Traffic imbalance among reverse proxies can make some of them very busy, leaving others underloaded. This can lead to an inefficient resource usage within the backbone.
In addition, when a request arrives at a proxy, it is possible that another proxy is much ``closer'' or has a less-crowded network connection to the client. Using this ``another'' proxy to service the request may yield better performance to clients. Current proxy cooperation cannot utilize this advantage.
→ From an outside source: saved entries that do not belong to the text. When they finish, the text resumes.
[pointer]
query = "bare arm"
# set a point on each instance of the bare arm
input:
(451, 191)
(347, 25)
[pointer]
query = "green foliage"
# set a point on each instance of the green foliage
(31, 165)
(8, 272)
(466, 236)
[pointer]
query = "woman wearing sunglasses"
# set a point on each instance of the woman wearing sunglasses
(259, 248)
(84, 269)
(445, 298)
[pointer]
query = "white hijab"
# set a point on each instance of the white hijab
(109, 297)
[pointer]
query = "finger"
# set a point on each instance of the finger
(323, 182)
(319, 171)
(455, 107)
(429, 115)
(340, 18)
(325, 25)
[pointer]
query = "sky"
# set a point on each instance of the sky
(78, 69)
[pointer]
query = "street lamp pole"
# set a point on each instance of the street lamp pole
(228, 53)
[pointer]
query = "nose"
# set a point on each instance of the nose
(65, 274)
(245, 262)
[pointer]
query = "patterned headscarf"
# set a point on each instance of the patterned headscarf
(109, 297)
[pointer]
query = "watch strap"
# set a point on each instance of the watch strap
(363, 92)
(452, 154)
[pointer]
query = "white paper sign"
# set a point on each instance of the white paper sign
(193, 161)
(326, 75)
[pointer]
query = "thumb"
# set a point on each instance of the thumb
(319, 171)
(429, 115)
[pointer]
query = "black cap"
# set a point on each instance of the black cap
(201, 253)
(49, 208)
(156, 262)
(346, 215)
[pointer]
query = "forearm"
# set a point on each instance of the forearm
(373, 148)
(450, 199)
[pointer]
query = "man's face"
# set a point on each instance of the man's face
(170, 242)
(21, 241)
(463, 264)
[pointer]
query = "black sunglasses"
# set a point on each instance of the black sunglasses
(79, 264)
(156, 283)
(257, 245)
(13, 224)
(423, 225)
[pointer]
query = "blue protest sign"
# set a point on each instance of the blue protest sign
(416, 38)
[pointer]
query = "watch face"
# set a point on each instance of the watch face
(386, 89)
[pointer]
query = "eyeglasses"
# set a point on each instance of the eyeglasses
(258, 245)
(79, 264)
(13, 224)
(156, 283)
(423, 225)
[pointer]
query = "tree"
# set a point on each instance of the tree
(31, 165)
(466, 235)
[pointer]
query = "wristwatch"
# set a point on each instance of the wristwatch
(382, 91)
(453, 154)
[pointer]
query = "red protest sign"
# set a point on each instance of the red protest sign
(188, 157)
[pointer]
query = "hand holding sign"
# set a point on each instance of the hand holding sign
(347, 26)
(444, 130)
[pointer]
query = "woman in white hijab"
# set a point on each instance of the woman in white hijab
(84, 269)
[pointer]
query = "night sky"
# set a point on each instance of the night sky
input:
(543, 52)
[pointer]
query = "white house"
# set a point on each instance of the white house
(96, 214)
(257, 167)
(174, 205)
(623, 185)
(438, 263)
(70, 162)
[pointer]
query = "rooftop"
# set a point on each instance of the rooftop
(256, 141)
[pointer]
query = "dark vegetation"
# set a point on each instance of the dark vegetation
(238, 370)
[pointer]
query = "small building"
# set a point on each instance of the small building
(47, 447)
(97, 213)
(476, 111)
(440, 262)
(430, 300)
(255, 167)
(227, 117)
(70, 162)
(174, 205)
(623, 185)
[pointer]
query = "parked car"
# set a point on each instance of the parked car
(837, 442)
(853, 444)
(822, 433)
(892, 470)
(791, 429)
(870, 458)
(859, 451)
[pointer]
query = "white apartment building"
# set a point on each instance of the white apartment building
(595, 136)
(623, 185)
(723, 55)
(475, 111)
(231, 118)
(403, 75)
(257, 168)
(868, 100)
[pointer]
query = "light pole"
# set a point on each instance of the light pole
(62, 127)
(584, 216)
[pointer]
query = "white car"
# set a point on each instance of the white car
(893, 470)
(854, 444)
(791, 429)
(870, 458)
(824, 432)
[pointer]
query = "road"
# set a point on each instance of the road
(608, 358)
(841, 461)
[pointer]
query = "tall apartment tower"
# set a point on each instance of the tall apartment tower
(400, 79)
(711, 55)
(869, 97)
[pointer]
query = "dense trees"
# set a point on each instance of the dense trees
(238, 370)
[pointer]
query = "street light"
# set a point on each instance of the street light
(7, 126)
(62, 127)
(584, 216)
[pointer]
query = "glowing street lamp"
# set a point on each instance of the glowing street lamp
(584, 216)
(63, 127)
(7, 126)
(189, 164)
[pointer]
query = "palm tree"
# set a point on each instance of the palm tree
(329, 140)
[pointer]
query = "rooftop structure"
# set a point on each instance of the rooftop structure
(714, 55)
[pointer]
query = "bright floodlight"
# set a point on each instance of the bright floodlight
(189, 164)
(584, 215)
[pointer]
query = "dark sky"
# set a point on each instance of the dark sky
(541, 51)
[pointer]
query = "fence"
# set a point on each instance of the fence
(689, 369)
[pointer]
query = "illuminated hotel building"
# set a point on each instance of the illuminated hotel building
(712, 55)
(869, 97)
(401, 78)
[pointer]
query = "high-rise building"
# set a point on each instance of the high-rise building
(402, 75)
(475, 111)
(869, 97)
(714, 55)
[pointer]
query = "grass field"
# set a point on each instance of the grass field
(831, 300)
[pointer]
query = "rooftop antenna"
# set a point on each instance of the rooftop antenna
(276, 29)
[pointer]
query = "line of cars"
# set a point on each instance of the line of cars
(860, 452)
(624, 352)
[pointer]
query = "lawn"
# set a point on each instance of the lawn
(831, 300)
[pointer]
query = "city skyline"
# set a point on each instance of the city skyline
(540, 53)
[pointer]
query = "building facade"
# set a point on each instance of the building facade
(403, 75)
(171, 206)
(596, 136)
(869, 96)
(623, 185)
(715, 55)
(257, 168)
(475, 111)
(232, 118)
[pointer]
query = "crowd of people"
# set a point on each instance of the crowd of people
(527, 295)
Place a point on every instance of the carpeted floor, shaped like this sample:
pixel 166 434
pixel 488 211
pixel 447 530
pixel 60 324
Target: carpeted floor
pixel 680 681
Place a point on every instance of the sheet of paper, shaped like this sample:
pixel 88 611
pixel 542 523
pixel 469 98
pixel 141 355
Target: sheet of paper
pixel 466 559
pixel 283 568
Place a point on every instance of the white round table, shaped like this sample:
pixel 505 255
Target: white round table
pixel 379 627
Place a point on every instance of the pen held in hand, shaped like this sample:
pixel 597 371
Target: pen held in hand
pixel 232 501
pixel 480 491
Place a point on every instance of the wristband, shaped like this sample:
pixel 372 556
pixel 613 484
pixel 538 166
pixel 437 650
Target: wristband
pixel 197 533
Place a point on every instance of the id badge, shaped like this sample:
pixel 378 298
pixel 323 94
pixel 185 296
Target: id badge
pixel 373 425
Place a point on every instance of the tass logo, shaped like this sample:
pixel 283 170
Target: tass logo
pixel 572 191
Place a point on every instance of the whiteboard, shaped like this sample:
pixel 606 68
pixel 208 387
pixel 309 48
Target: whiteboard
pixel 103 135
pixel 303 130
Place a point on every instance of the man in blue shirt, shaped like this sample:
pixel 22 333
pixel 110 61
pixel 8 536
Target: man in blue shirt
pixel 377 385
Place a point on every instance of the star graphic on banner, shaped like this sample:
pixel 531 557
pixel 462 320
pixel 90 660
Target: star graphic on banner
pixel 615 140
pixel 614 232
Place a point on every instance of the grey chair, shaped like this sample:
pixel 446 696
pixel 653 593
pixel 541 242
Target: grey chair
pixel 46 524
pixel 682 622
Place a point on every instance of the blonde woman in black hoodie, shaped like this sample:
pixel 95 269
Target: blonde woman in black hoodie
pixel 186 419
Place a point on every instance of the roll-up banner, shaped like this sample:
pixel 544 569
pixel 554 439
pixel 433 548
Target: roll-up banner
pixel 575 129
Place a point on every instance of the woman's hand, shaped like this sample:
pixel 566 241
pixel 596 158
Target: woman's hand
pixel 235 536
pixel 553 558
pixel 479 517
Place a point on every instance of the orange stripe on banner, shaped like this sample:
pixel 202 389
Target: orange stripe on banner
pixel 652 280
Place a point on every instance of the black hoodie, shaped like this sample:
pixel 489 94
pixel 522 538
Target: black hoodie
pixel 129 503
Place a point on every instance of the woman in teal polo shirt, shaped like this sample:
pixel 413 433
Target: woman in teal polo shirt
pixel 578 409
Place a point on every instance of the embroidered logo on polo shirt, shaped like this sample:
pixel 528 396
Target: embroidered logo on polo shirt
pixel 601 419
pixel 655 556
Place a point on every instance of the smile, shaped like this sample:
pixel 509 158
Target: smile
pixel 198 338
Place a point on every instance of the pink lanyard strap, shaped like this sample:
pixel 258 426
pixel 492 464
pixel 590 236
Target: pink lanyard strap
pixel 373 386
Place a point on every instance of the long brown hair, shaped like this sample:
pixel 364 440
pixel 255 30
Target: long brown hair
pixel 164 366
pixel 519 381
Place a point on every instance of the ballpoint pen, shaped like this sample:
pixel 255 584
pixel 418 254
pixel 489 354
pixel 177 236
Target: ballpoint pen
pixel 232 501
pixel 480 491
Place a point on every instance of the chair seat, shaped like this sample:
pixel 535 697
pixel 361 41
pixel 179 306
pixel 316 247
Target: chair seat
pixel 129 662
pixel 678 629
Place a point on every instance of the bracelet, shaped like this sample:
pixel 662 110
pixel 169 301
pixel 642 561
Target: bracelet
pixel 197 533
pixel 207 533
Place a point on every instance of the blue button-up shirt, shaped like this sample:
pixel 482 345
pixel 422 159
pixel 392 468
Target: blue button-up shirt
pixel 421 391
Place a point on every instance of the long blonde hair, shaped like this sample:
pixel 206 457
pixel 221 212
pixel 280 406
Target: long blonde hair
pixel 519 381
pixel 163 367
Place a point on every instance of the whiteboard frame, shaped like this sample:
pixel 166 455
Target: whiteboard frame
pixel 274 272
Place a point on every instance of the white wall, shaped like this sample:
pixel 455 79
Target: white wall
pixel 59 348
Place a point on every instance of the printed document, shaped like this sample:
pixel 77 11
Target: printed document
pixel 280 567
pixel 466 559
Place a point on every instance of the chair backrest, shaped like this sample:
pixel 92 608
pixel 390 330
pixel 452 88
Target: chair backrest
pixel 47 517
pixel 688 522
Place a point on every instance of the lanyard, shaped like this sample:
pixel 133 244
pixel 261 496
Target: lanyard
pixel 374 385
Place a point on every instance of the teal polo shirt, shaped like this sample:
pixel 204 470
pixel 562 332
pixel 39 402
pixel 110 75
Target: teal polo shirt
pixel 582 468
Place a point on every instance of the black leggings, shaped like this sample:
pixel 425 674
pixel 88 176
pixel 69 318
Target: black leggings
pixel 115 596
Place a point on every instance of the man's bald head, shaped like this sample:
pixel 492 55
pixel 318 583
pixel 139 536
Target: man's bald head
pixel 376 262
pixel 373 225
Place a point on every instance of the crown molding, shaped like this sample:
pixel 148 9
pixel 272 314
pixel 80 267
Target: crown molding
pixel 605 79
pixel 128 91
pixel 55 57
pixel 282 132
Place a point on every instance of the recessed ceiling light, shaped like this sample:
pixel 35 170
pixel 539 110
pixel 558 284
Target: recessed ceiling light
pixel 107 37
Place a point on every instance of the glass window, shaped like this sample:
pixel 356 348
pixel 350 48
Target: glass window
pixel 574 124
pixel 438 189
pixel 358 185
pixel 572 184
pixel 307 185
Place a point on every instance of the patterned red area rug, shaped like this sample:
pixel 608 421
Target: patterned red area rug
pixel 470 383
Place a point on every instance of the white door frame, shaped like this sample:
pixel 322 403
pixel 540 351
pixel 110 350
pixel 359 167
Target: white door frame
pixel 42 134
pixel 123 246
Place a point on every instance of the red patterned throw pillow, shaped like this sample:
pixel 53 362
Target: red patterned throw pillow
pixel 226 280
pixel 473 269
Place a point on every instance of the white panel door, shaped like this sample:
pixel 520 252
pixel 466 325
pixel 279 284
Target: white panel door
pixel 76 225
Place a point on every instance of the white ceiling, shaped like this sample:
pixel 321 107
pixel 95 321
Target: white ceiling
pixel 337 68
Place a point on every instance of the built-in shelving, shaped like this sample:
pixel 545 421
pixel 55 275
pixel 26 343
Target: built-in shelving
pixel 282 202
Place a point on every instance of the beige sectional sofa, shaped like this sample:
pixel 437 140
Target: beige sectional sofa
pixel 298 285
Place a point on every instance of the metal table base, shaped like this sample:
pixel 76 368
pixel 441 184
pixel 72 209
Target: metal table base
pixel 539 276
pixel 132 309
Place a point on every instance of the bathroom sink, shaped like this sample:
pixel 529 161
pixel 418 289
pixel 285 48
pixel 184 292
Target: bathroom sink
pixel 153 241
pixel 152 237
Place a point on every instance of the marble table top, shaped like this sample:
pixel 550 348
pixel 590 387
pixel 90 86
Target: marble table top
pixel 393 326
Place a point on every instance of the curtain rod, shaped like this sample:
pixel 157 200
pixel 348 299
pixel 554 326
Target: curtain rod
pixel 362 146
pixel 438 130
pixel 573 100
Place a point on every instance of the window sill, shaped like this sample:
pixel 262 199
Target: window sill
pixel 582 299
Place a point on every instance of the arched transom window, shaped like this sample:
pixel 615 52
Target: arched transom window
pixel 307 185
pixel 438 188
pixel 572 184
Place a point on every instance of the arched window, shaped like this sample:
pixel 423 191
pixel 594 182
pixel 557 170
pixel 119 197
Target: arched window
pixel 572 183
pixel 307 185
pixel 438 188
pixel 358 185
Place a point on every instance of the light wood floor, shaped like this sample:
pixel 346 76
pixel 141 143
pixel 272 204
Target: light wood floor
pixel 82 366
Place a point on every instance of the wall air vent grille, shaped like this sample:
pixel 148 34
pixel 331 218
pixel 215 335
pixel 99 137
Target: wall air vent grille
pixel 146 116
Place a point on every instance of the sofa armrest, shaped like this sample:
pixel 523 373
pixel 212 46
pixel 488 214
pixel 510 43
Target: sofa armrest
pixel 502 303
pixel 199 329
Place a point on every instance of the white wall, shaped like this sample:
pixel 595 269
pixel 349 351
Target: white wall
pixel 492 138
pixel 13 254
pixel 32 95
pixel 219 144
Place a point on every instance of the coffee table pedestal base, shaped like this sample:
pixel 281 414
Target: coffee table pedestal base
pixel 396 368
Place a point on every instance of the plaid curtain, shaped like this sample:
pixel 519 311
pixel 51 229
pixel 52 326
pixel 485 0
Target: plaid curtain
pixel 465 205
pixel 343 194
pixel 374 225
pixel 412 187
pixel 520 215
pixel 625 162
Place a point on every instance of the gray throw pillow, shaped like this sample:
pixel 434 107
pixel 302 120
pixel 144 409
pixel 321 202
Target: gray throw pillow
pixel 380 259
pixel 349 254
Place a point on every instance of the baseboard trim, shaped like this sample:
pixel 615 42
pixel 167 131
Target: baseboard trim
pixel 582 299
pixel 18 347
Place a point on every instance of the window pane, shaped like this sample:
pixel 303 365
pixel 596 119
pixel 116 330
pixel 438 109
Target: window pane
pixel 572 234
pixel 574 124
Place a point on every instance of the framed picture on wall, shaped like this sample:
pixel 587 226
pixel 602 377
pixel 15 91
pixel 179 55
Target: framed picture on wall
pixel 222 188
While our proposed mechanism can potentially address all these issues, we concentrate on the issue of backbone traffic reduction in this paper. To understand how bandwidth is consumed for populating proxy caches, we analyzed the document access pattern on AT&T Worldnet IGRs using an Easy WWW trace. Figure 2 shows that the trace has two distinct peaks: more than 20% of the total number of bytes are only accessed once through any given IGR, while another 20-25% of bytes are referenced more than 50 times. All the documents accessed less than 5 times account for 40% of the documents. This interesting pattern leads to our observation that significant bandwidth savings could be obtained by reducing the bandwidth consumption for populating caches. Further, most of the documents fall into two distinct groups: one for which this bandwidth consumption is of no concern because it is amortized over many accesses, and the other which would benefit a great deal from addressing the issue.
The more bandwidth ISPs have, the more customers they can accommodate. Conversely, a crowded backbone may result in service degradation and client complaints. Therefore our goal in this paper is to reduce the bandwidth consumption used to populate reverse proxies with cached objects. Quantifying the benefits of our approach for the other two problems mentioned above remains future work.